Markets not shaken by May's Brexit defeat
Britain will confront head-on the threat of a no-deal Brexit in a parliamentary vote with huge ramifications for Prime Minister Theresa May.
On Wednesday, lawmakers will decide whether to tear the country out of the European Union with no agreement in place in 16 days’ time, or give themselves the chance to delay Brexit in the hope of securing better terms.
If -- as expected -- Parliament rejects leaving without an accord on March 29, there will be another vote Thursday on whether to ask the EU for more time and delay departure day. An extension, which markets would welcome, could however provoke furious pro-Brexit officials to quit May’s administration, and even set in train a chain of events that could bring her government down.
The stakes could hardly higher -- and the future looks uncertain -- after May failed for a second time to get Parliament to sign off on a divorce deal that was the culmination of two years of tortured negotiations.
“May is now in a deep crisis, with Tory MPs and even some ministers speculating how long she can last in Downing Street,” Mujtaba Rahman, managing director at Eurasia Group, said. “She will soldier on, but is no longer in the driving seat on Brexit.”
Politically weakened, and physically exhausted, May called a vote on whether to leave without a deal after the House of Commons overwhelmingly rejected the agreement she’s secured with the EU for the second time in two months.
If politicians back a no-deal split, May says this will become the government’s official policy, even though numerous ministers have said they will resign in protest at the economic damage that would cause.
Parliament is likely to try to take control over whatever happens next, including how long any delay will last, and could even force a repeat of the 2016 referendum, May suggested.
Renegotiated late Monday night, the latest version of the deal was defeated by 391 votes to 242. That’s less than the record 230-vote margin she suffered in January, but still a stinging repudiation of two years of painstaking work.
The crisis was triggered when Geoffrey Cox, the attorney general, dramatically announced his legal advice on the new terms that May agreed to with European Commission President Jean-Claude Juncker.
Instead of endorsing the new guarantees on the Irish border backstop, Cox said the risk that it will trap Britain inside the EU customs regime indefinitely was still there.
This killed any hope May had of persuading pro-Brexit Tories to abandon their opposition to the deal and vote for it.
May’s last ditch effort to save her blueprint appeared to have take its toll on the prime minister.

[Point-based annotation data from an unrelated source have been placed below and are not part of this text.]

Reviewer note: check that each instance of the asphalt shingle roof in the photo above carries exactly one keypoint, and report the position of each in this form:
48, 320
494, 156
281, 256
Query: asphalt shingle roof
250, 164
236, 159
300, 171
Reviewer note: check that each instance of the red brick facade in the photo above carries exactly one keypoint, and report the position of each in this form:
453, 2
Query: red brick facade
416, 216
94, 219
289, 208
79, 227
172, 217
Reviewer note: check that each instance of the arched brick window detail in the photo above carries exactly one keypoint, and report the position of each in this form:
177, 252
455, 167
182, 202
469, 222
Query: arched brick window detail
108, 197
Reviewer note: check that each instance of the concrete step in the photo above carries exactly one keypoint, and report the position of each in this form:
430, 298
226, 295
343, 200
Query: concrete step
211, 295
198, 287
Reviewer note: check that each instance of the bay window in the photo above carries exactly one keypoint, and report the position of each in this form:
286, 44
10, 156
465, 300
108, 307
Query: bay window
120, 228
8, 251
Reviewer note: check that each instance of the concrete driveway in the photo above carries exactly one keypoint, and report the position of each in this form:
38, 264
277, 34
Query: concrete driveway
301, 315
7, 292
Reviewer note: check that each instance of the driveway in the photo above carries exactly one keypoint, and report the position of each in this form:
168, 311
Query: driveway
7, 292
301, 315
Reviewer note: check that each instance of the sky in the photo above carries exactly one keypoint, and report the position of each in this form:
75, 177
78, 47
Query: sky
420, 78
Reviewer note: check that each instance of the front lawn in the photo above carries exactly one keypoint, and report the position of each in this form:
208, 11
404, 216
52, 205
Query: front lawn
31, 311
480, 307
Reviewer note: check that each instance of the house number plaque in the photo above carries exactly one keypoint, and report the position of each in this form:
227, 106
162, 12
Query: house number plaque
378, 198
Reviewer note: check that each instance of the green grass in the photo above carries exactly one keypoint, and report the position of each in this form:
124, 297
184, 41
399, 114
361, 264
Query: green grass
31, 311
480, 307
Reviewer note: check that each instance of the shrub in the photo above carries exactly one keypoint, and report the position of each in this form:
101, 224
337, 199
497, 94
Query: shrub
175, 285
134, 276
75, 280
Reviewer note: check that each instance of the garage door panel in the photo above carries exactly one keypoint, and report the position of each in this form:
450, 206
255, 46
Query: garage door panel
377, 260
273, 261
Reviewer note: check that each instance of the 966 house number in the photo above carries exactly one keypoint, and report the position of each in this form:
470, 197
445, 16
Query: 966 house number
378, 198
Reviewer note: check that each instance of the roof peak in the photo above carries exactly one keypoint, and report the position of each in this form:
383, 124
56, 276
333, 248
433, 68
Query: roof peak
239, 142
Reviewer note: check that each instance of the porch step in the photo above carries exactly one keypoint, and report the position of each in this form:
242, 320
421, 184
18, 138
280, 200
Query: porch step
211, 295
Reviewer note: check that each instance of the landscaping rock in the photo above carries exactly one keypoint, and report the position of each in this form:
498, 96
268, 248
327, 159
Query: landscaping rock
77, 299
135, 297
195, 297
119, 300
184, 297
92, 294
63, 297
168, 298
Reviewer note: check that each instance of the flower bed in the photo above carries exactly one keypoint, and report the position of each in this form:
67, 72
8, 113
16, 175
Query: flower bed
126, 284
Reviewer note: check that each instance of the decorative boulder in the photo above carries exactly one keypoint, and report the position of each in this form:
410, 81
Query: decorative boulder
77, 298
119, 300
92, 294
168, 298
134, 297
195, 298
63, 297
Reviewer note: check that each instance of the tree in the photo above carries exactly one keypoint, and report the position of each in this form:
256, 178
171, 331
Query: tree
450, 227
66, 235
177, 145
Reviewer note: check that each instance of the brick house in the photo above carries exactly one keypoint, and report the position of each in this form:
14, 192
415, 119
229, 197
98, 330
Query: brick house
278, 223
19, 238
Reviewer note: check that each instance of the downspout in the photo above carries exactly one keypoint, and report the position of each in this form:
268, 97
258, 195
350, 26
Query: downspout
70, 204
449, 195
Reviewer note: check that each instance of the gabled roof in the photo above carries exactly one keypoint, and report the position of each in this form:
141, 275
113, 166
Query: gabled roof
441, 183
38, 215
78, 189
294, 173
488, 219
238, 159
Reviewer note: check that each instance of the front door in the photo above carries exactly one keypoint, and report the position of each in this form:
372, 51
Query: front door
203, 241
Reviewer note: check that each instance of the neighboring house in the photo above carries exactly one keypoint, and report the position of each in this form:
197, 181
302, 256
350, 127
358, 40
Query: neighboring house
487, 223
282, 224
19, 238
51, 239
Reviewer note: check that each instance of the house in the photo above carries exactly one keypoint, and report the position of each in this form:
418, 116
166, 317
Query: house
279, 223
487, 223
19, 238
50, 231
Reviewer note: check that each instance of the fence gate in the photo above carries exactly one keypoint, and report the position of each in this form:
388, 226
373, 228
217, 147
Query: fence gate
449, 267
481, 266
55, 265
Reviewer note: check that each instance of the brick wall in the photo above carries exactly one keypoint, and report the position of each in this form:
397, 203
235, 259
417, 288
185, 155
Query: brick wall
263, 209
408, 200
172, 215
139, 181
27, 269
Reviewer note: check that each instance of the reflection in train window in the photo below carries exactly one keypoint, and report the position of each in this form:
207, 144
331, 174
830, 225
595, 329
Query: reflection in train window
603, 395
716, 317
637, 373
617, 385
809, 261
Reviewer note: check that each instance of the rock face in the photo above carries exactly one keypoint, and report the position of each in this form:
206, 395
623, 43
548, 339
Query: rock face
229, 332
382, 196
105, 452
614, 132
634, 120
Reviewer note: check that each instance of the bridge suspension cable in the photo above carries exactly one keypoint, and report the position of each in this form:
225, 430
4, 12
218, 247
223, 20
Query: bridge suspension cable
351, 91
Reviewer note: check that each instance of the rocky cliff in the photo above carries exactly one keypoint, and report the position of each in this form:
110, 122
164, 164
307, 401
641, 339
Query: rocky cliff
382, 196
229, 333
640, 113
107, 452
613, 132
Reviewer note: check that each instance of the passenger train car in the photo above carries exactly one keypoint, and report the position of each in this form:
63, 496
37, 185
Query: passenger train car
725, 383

When she stood up in the Commons to respond, her voice had all-but worn out and she could hardly be heard. She was seen sucking throat lozenges in the Commons chamber, to help her to speak.
“I profoundly regret the decision that this House has taken tonight,” May said.

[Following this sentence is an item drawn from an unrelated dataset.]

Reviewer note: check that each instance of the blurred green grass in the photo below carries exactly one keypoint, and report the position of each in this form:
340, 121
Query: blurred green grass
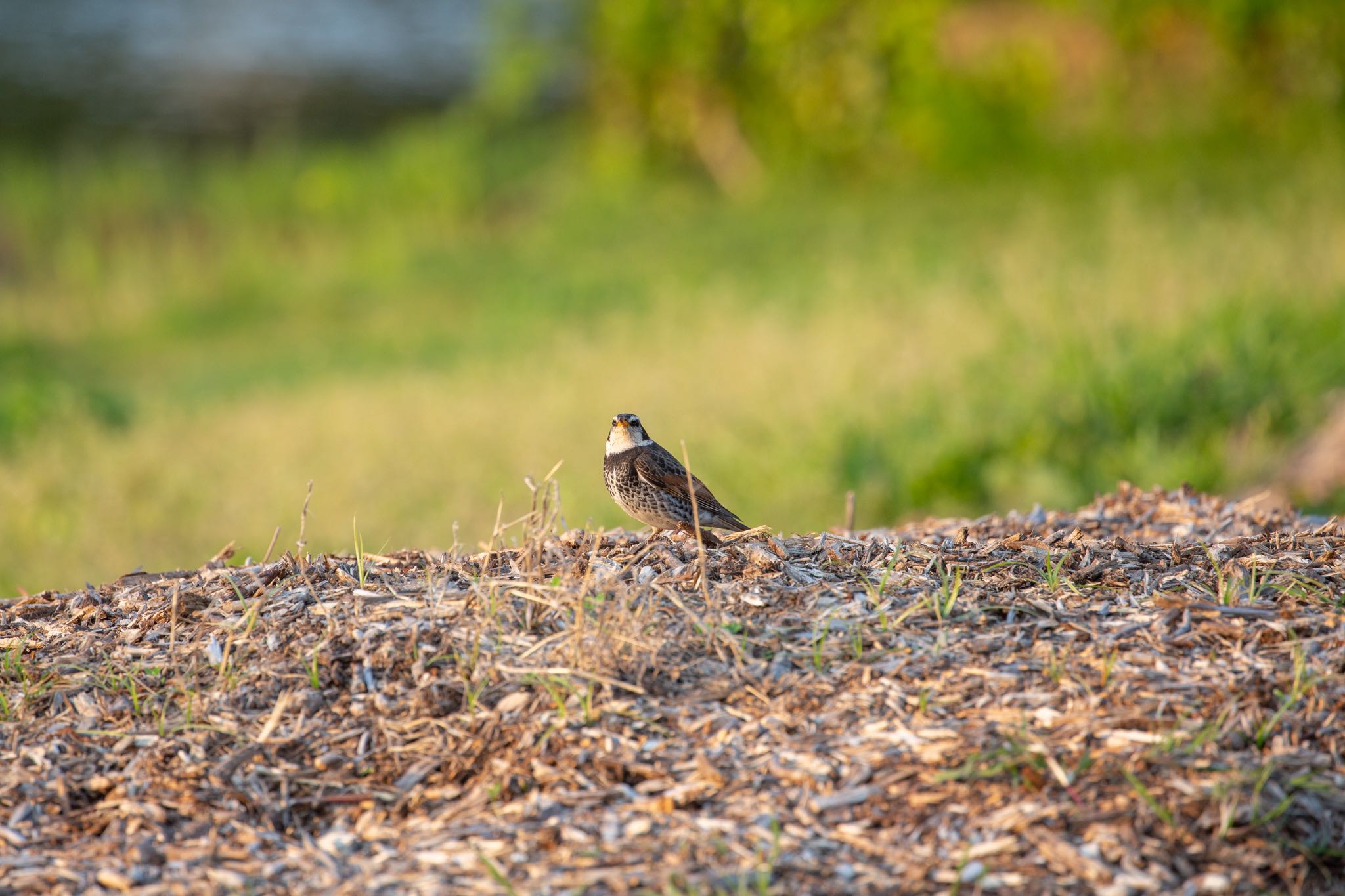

If the Commons votes to stop a no-deal Brexit and to extend the deadline, members of Parliament will have to explain to the EU what the extra time will be used for. Will it be to cancel Brexit, hold another referendum, or choose a different kind of divorce deal, she asked.
“These are unenviable choices, but thanks to the decision the House has made this evening they must now be faced,” May said.
On Wednesday, Chancellor of the Exchequer Philip Hammond will present to Parliament his annual spring financial statement, which will likely emphasize the risks of a no-deal split. Once that is done, May will open the debate on a no-deal Brexit.
She’s expected to argue and vote against leaving the EU on March 29 without a deal, while aiming to keep the option on the table, in an effort to placate staunch Brexit supporters.
Meanwhile, in Brussels, the view seems to be that the EU has done all it can to help and that it’s a domestic crisis. The solution to the deadlock, said a spokesman for EU President Donald Tusk “can only be found in London.”